Staffing remains the number one challenge for care home operators both in terms of cost and recruitment, according to global property adviser Knight Frank.
The report 'Care homes trading performance review - 2019' found that difficulty in attracting qualified nurses and carers at competitive rates in the UK had led to operators becoming increasingly reliant on agency staff to deliver care, often at extra cost.
The average staff costs have increased 50 per cent over the past decade, rising to £25,938 in 2018/19 on a per resident per annum basis. The rise is down to increases in the national living wage, which is £8.21 for people aged over 25.
Both the Conservative and Labour parties have pledged to increase this if they were to win the next general election.
'Demand for specialised nursing care, such as dementia, has never been greater'
Julian Evans, head of healthcare, Knight Frank, said: “The shortage of nurses is a huge concern, given the demand for specialised nursing care, such as dementia, has never been greater. A comprehensive solution is needed to address this and increase the number of registered nurses available to the care sector.

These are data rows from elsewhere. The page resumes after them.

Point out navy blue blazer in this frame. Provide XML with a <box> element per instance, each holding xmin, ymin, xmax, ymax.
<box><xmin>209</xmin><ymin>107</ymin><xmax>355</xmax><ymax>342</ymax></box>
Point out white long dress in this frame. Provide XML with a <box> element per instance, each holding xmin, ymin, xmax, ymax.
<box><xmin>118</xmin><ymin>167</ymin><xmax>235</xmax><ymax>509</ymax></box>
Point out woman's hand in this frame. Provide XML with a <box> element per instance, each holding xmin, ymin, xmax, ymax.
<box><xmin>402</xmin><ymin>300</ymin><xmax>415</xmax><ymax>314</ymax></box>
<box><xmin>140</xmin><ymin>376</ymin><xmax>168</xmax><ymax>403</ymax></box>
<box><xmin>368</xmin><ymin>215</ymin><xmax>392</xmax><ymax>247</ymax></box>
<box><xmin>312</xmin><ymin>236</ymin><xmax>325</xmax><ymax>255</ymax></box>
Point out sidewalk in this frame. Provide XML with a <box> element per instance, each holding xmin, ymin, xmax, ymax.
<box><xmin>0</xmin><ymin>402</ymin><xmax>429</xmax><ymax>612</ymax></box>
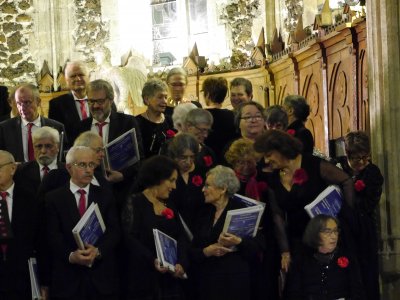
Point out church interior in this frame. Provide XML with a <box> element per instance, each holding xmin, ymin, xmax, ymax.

“Demand for elderly care beds remains robust in the UK, however staffing continues to be the main issue of concern in the industry. Many providers continue to be affected by the social care funding crisis, especially those drawing incomes from budget constrained local authorities.
“The green paper hoped to address the funding problem has now been delayed several times, but Brexit negotiations and leadership changes have taken precedent.”
The Knight Frank care home index, which collects data from corporate care home providers, revealed the average weekly care home fee has risen eight per cent in the past 12 months, adding to the trend seen in the last ten years.
The income per resident has increased to 4.5 per cent to an annual price of £40,922. However, this is less than the 4.7 per cent increase in staff costs per resident.
This is directly impacting the bottom line, with average profit margins down by nearly five per cent over the past 10 years.
This was due to extra staff costs as well as increasing medical fees as older people enter care later and with more intensive needs.
Property costs rose 15 per cent over the past year, averaging £2,316 per bed per annum in 2018/19. Increases have occurred in all regions of the UK, with rises in utilities, council tax, insurance, repairs and maintenance.
Food costs grew eight per cent to reach £1,578 per resident per year or £4.32 per day. However, inflation is at its highest rate in five years and a weakening pound sterling has also made imported goods more expensive. The report stated operators are also making significant efforts to improve the quality of produce they provide, adding to the level of spending.
'Operators have done superbly well to maintain high standards of care and we should recognise this'
The report concludes that year-on-year fee increases have not been enough to counteract escalating staff costs and protect profit margins. Operators also endured significantly increased property costs in 2018/19, and many of these are unavoidable if care home managers are to ensure the smooth running of homes.
Despite the challenges, Mr Evans said: “The senior living property market is one of the fastest-growing residential markets in the UK. The sector could prove to be vital in improving health and wellbeing for the over 65’s and allow for a smoother transition from the family home to full residential care.
“Despite the funding challenges, data shows that operators have done superbly well to maintain high standards of care and we should recognise this achievement.”